Employee Section 7 rights are violated, too, when employees are aware that a supervisor has been disciplined for refusing to comply with an unlawfully discriminatory employer directive, such as one that unlawfully discriminates against returning strikers. Employer threats to call in the INS in retaliation for protected concerted activity also are unlawful, and can lead to a bargaining order if made in retaliation for union activity. Viracon, Inc., 256 NLRB 245 (1981).

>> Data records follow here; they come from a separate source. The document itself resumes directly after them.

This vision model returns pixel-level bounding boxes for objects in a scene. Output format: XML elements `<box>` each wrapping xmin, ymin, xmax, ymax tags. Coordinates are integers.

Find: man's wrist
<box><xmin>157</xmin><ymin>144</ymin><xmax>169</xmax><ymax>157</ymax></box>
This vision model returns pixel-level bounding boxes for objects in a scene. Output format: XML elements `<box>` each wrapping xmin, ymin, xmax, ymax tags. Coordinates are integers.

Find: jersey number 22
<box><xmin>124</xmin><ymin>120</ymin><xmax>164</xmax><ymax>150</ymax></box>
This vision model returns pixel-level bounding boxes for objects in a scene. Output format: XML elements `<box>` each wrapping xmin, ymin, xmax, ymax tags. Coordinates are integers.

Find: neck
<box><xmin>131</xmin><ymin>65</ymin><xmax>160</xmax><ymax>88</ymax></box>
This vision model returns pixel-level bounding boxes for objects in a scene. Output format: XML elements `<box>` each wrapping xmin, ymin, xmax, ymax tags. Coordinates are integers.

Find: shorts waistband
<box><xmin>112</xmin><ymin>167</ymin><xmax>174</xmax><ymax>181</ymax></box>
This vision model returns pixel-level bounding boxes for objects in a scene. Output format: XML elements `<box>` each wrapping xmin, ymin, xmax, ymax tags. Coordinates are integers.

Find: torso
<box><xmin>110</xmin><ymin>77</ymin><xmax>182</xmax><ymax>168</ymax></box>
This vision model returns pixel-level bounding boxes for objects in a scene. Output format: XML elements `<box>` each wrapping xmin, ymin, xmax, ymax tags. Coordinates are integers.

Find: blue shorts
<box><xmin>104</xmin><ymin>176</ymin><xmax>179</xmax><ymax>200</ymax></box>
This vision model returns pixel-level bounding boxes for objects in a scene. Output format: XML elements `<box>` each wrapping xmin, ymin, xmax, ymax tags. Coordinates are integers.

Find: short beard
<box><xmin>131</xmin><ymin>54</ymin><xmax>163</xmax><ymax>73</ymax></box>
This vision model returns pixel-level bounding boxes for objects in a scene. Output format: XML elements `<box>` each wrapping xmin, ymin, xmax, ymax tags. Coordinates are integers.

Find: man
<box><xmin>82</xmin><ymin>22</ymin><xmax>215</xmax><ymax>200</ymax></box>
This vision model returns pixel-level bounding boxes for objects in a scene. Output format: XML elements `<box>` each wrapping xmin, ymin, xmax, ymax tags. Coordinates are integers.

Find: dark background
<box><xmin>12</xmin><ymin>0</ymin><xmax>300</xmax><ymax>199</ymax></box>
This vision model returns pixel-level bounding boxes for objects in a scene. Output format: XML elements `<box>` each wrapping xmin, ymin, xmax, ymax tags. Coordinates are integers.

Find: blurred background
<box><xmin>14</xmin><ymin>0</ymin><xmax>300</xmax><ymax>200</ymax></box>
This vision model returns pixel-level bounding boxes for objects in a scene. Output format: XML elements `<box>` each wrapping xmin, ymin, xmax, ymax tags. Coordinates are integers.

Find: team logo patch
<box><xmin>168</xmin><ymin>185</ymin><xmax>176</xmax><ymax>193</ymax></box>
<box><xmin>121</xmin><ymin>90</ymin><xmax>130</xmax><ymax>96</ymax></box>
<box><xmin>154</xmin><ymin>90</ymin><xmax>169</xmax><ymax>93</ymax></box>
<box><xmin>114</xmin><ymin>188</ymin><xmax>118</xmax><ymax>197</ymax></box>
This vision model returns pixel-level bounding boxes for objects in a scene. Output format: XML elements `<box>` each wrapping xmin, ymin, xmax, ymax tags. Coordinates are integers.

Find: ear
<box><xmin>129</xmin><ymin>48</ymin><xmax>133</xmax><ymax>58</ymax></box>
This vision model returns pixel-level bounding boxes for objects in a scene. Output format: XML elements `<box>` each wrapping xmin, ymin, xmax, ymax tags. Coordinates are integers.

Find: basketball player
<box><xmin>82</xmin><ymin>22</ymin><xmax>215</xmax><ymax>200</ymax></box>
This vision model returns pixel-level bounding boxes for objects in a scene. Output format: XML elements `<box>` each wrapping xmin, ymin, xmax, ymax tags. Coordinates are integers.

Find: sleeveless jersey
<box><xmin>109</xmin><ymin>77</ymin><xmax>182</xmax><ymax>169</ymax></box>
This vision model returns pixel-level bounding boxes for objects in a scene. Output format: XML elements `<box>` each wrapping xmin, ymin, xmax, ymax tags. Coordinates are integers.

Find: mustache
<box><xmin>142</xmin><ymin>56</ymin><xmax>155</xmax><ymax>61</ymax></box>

For many years there has been disagreement at the NLRB over whether an employee, acting alone, can be engaged in "concerted" activity, or whether "concert" by definition requires activity by more then one employee. For instance, a lone employee who seeks to enforce a collective bargaining agreement is said to be engaged in concerted activity, whether or not the employee is correct in his position that the agreement has been breached. NLRB v. City Disposal Systems, 465 U.S. 822 (1984). Back in the 1970’s, in Alleluia Cushion Co., 221 NLRB 999 (1975), the Board adopted the broad concept of "implied" concerted activity. In that case, an individual’s complaints about unsafe conditions to the Occupational Safety and Health Administration were deemed to be "concerted" absent evidence that other employees did not share the complainant’s interest or support his complaints. In 1984, a newly constituted Board retreated from Alleluia Cushion. Reviewing legislative history, the Board concluded that "concerted activity" required some form of collective action, i.e., activity engaged in with or on the authority of other employees. Meyers Industries, 281 NLRB 882 (1986). Later, the courts accepted that Board position because it was a reasonable interpretation of, even if not mandated by, the NLRA.

At the present time, then, in the aftermath of Meyers concerted activity still requires some sort of employee concert, but includes actions by individuals seeking to initiate or to induce or prepare for group action, as well as actions by individual employees who bring group complaints to management. Youville Health Care Center, Inc., 328 NLRB No. 155 (July 29, 1999). What is disconcerting, however, is that agitation continues by some Board members to return to the broad Alleluia Cushion concept of implied concerted activity. Former Member Browning refused to rely on the more limited Meyers view and, more recently, former NLRB Chairman Gould argued for Meyers to be abandoned altogether. Pikes Peak Pain Program, 326 NLRB No. 28 (August 20, 1998).

Future changes in Board composition could see a return to the broad Alleluia "concerted activity" equation, i.e., one plus zero equals two. In the meantime, employers must be aware of the NLRA’s concerted activity protections and how employee concerted activity is protected even in the total absence of unions. The protection of concerted activity takes on added significance in a private sector workforce where unions have lost members every year since 1985. Management can expect unions and the plaintiffs’ bar to make added use of these protections, particularly since their enforcement by the NLRB requires minimal expenditures by complainants and their representatives.